Article 2 - I. « II. - Les conventions souscrites, directement ou par l'intermédiaire d'un tiers, entre une mutuelle ou union relevant du code de la mutualité, une entreprise d'assurances régie par le code des assurances ou une institution de prévoyance régie par le présent code et les médecins ne peuvent comporter de stipulations tarifaires relatives aux actes et prestations médicaux mentionnés aux articles L. 162-1-7 et L. 162-14-1 du présent code.
Décryptage : Cette disposition interdit aux Ocam de négocier avec les médecins les tarifs de leurs actes et prestations remboursables par l'Assurance maladie. Les conventions pourront en revanche porter sur les tarifs de leurs actes non remboursables, comme la chirurgie esthétique. Elles pourront aussi porter sur d'autres éléments non relatifs au tarif, comme le niveau de formation du médecin, le degré d'équipement du cabinet...
Article 2 - I. « III. - L'organisme assureur garantit une information complète auprès de ses assurés ou adhérents sur l'existence du conventionnement, ses caractéristiques et son impact sur leurs droits. »

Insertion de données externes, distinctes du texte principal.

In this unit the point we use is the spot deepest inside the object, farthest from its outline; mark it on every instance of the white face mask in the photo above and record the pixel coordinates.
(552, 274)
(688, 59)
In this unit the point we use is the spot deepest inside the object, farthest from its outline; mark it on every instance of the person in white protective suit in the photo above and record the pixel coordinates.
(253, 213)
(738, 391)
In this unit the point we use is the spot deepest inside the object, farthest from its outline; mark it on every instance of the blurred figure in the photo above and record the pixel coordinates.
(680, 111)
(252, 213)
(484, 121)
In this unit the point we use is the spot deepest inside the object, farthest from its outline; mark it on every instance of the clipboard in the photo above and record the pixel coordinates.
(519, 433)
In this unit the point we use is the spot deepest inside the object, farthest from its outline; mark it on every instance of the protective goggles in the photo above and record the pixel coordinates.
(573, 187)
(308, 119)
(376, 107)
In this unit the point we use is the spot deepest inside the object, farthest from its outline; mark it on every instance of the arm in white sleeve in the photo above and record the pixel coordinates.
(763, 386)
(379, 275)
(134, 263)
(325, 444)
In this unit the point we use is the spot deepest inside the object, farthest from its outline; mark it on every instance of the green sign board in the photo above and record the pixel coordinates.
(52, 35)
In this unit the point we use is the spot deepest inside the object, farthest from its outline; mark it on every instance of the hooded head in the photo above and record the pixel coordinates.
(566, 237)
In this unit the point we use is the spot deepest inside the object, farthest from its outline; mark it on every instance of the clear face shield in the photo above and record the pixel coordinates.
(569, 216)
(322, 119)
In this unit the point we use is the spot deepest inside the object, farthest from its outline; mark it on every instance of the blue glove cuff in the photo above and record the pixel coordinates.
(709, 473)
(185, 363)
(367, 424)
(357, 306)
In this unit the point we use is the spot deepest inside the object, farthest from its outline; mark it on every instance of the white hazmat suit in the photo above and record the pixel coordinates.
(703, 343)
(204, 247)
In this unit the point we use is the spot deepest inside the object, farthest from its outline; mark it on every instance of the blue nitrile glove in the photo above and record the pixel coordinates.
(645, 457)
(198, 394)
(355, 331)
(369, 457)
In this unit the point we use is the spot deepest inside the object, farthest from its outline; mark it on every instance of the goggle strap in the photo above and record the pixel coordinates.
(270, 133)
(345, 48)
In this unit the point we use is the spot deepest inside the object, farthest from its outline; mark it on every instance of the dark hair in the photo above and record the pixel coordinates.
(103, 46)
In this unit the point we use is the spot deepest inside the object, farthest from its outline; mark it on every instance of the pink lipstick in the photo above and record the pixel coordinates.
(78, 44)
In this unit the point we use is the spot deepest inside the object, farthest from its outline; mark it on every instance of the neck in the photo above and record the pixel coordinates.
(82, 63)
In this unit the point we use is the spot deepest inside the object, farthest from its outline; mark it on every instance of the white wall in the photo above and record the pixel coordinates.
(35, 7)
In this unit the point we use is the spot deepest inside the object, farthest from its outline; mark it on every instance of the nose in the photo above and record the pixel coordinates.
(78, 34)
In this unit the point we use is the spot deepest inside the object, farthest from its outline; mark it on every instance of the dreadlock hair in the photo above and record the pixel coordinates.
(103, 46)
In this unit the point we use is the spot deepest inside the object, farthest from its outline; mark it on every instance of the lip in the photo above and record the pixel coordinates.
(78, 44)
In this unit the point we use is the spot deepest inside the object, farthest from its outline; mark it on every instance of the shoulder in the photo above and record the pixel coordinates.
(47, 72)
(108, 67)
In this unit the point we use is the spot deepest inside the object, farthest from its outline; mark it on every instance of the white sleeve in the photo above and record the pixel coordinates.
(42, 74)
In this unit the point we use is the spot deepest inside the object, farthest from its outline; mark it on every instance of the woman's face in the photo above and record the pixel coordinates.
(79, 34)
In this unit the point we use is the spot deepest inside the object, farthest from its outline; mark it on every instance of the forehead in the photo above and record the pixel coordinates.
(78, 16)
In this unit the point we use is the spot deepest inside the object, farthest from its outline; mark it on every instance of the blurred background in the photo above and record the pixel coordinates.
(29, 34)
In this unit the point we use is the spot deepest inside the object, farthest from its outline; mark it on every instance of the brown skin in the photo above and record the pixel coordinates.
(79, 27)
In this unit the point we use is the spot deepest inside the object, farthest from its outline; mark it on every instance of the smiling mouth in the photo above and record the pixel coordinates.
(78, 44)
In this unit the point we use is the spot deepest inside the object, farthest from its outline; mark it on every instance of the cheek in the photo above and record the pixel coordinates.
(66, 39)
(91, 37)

Décryptage : Cette disposition tente de répondre aux critiques souvent formulées à l'encontre des Ocam quant à leur manque de transparence. Elle a pour but de prévenir leurs adhérents des implications des conventionnements. Les termes « information complète » sont cependant sujets à diverses interprétations : les complémentaires santé devront-elles par exemple informer leurs clients des éventuelles restrictions de gamme de produit qu'impliquent certains conventionnements ? La loi ne le dit pas...
Article 2 - II. - Le I s'applique aux conventions conclues ou renouvelées à compter de la date de promulgation de la présente loi.
Décryptage : Les dispositions précitées ne s'appliqueront pas aux réseaux déjà constitués, mais seulement à ceux qui seront créés ou renouvelés après la mise en oeuvre de la loi. Ainsi, si une complémentaire santé décide de ne pas renouveler son réseau existant et de le maintenir tel quel, elle ne sera jamais contrainte de se plier aux obligations de cette loi.
Article 3 - À compter du 30 juin 2013 et pour une période de trois ans, le Gouvernement, sur la base de données transmises par les organismes d'assurance maladie complémentaire, remet chaque année un rapport au Parlement qui porte un bilan des conventions souscrites (...) notamment sur les garanties et prestations qu'elles comportent et leur bénéfice pour les patients, notamment en termes de reste à charge, et leur impact sur les tarifs et prix négociés avec les professionnels, établissements et services de santé.
Décryptage : Le but de cette disposition est de vérifier le bien-fondé et l'efficacité des conventionnements. Le gouvernement devra rédiger un rapport annuel sur leurs effets, côté clients / patients et côté professionnels de santé. Mais celui-ci devra pour cela se baser sur les seules informations transmises par les complémentaires santé, sans entendre ni les organisations professionnelles, ni les patients.
Rappelons que cette proposition de loi n'est pas encore définitivement adoptée. Elle a été transmise au Sénat, qui pourra l'amender. Si tel est le cas, une commission mixte paritaire composée de députés et de sénateurs sera chargée de trouver un compromis entre l'Assemblée nationale et le Sénat. En cas d'échec, l'Assemblée nationale aura le dernier mot.